Faith in Thrall to Power

BY PAUL HARVEY

D. Michael Lindsay's Faith in the Halls of Power has received some admiring attention lately, including this review in Christianity Today, which notes that "from Hollywood to Harvard, evangelical elites are consistently less culture warriors than culture shapers." It sounds like a useful and quick read for the holiday season.

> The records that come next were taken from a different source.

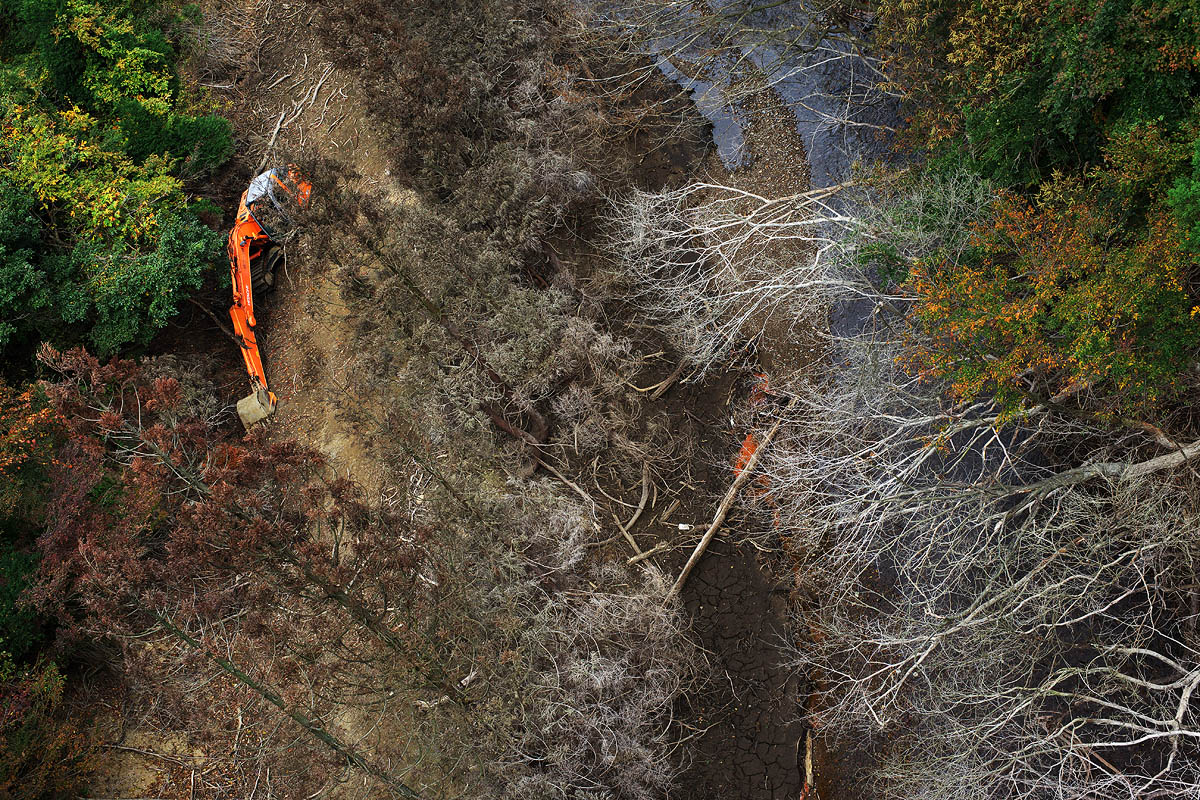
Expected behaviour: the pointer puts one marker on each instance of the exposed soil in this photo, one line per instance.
(748, 741)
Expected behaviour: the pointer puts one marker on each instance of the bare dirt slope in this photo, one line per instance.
(291, 98)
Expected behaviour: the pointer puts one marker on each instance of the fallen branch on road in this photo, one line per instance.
(726, 504)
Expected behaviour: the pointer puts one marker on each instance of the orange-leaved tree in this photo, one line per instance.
(1056, 300)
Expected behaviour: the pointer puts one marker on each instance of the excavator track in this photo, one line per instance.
(255, 257)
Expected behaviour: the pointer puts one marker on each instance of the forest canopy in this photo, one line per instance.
(99, 240)
(1080, 281)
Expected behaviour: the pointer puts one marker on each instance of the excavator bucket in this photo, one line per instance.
(255, 408)
(264, 222)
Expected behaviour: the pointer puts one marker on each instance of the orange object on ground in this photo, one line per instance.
(256, 248)
(750, 446)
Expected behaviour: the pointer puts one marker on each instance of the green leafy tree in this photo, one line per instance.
(97, 239)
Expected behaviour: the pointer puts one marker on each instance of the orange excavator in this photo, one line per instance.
(264, 223)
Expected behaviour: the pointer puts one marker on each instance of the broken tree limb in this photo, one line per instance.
(270, 144)
(646, 495)
(669, 382)
(726, 504)
(654, 551)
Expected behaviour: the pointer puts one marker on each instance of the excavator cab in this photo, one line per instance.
(264, 224)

Today's New York Times Book Review features a partially contrarian review by Alan Wolfe. Wolfe gives Lindsay due credit for his extensive interviewing and his work at introducing a multi-faceted view of evangelicals to a readership likely beholden to a more simplistic view. Nonetheless, Wolfe challenges the author to interrogate his subjects more than he does. An excerpt:

Lindsay conducted 360 interviews in all, including one with Michael Gerson in 2005. “Christianity is not just a statement about personal piety,” Gerson told him; “it’s a statement about social justice.” It is, I guess, a worthwhile sentiment, not so much for what it says — don’t we all profess to believe in social justice? — but because the person who said it worked for a president singularly intent on cutting taxes to redistribute income to America’s wealthiest. It would be interesting to know how Gerson reconciled his faith with the priorities of his party. But don’t look to Lindsay’s book for an answer.

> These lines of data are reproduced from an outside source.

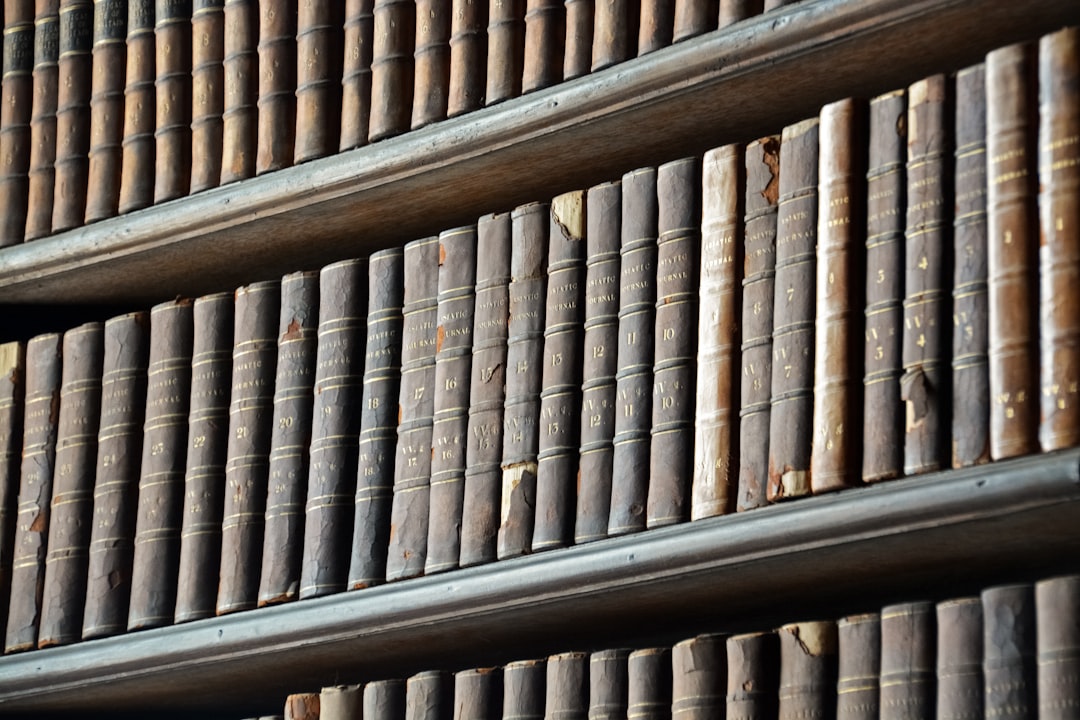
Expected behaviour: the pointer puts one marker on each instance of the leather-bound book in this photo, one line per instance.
(793, 320)
(161, 479)
(416, 406)
(561, 383)
(247, 462)
(678, 193)
(882, 435)
(378, 419)
(392, 68)
(716, 425)
(207, 93)
(601, 357)
(72, 113)
(282, 548)
(72, 503)
(483, 483)
(637, 311)
(206, 453)
(971, 391)
(528, 287)
(759, 250)
(1060, 245)
(116, 487)
(457, 283)
(335, 428)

I haven't read this volume, but I also haven't heard much serious analysis coming from evangelicals (apart from a few of the usual suspects, Sojourners et al) about the wielding of economic power in our new culture of market uber alles, so I'm certainly sympathetic to Wolfe's point there. Time for some good evangelical populism, a la William Jennings Bryan? I'm not waiting with baited breath.